I need to resize some 3D data, like in the tf.image.resize_images
method for 2d data.
I was thinking I could try and run tf.image.resize_images
A tensor is already 4D, with 1D allocated to 'batch_size' and the other 3D allocated for width, height, depth. If you are looking to process a 3D image and have batches of them in this configuration
[batch_size, width, height, depth, 1]
then use the squeeze function to remove to unnecessary final dimension like so:
tf.squeeze(yourData, [4])
This will output a tensor or shape
[batch_size, width, height, depth]
Which is what tensorflow will uses gracefully.
addition
If you have the dimensions handy and want to use the reshape capability of tensorflow instead you could like so :
reshapedData = tf.reshape(yourData, [batch_size, width, height, depth])

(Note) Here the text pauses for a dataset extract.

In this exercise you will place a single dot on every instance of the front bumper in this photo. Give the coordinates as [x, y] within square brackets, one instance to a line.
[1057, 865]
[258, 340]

Personally, I'd use squeeze to declare to the next programmer that your code only intends to get rid of dimensions of size 1 whereas reshape could me so much more and would leave the next dev having to try to figure out why you are reshaping.
update to include the changing 4th dimension
You would like to sometimes use the dimension
[batch_size, width, height, depth, 1]
and sometimes use
[batch_size, width, height, depth, n]
No problem. It is the same solution, but now you can't use squeeze and instead are just left with reshape like so:
reshapedData = tf.reshape(yourData, [batch_size, width, height, depth*n])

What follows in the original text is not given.